Spider mites can be a significant problem and they may not be immediately visible. Look at the undersides of the leaves and the stems for signs of small webbing. Spider mites are sap suckers and will feed on the plant’s sap, stealing vital nutrients. As a result, brown spots may appear. Thrips are another type of pest that can do considerable damage to your philodendron.
If your plant has been infested by pests, remove it if it is near other houseplants. Wash the plant with jet sprays of water and insecticidal soap. Remove severely damaged foliage. Watch your plant for signs of re-infestation.
Shock Due to Transplanting or Repotting
Believe it or not, repotting your plant can be dangerous. Philodendron Birkin’s brown spots on leaves can indicate transplant shock. To prevent shock, hydrate your plant well for at least 24 hours before you plan on repotting it or transplanting it. If you repot, make sure the new container has an adequate number of drainage holes. You can also opt to thoroughly water the plant and roots immediately after repotting.
Houseplants are like humans; they are subject to sunburn when overly exposed to direct sunlight. The Philodendron Birkin needs a generous amount of light, even as much as twelve hours a day, but the light needs to be indirect. Exposing this philodendron cultivar to direct sunlight can scorch the foliage. Leaves will develop brown spots as they dry up.
To prevent scorching, place your plant in a window with a sheer curtain as a filter or near a window with bright light.
Underwatering is perhaps the easiest cause of brown spots to identify. The soil bed will be dried out and your plant may be wilting.
To revive your plant, establish a watering schedule. Temporarily move your plant to a spot with more shade to reduce evaporation until it revives. Remove foliage that is damaged.
If brown spots appear on the foliage between the veins, your philodendron may be suffering from a cold injury. The Philodendron Birkin should be kept in locations where temperatures never fall below 55°F. These plants should not be placed near air conditioning units or vents. Cold can negatively influence photosynthesis which is necessary for nourishment. When this happens, browning may appear.

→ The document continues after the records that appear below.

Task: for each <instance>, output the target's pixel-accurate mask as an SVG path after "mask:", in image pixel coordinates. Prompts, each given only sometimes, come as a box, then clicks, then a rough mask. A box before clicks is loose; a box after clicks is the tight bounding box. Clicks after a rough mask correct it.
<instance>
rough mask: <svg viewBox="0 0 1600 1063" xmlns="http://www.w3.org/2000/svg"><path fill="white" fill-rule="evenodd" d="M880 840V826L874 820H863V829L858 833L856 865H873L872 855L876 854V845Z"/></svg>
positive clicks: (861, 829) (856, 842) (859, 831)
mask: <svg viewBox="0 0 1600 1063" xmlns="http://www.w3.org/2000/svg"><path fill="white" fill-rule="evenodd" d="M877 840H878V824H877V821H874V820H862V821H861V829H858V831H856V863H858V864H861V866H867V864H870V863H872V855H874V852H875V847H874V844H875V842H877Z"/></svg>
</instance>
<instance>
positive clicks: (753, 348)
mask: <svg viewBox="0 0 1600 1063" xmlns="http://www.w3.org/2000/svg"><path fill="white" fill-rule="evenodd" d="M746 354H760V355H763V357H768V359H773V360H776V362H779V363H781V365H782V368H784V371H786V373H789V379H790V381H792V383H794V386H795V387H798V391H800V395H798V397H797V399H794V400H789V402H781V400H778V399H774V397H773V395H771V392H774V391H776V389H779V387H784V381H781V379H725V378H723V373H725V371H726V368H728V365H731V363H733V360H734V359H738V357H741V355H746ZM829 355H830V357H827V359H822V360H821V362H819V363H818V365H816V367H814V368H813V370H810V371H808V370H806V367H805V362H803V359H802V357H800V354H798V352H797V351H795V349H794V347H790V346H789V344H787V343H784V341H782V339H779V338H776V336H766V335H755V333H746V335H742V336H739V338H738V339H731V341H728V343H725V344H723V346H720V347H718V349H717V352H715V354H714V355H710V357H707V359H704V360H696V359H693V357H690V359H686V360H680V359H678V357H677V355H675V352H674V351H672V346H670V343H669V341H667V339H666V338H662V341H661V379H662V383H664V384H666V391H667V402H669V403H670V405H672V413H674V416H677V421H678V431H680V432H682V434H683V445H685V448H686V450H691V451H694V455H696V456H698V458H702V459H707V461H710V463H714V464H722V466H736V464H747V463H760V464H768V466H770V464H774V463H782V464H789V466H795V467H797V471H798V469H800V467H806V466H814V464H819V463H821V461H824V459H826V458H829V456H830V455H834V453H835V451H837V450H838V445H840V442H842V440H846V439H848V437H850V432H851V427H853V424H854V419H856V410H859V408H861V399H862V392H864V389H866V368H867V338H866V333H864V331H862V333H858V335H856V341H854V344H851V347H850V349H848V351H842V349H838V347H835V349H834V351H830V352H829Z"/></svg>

Brown patches rather than spots may be indicative of infection. If leaves are showing patches, remove the affected leaves to prevent infection spread. Spray the plant with Neem oil or another fungicide and reduce your watering schedule a bit.
Brown or yellow edges can be a sign of salt buildup in the soil bed due to overfertilization. Make sure the soil is well-draining and flush your plant to remove buildup.
Yellow leaves may be the result of aging foliage, a lack of nutrients, or even underwatering if roots are incapable of sending adequate nutrients and water throughout the plant.
Philodendron Birkin yellow spots are often a symptom that a plant is suffering from bacterial leaf spots. This infection appears with favorable environmental conditions such as poor air circulation, the overcrowding of plants, or high humidity. Water droplets on foliage can also contribute to the reproduction of the infection. If your water schedule is irregular, the Birkin may be stressed and more susceptible to infections. Remove infected leaves and spray your Birkin with a copper-based product for bacterial infections. Make sure your plant is located in a well-aerated spot.
The Bottom Line
Brown spots are relatively common on Birkin leaves. If your plant appears healthy and continues to grow, don’t fret. If you can identify the cause, proceed with treating your plant to ensure continued plant health.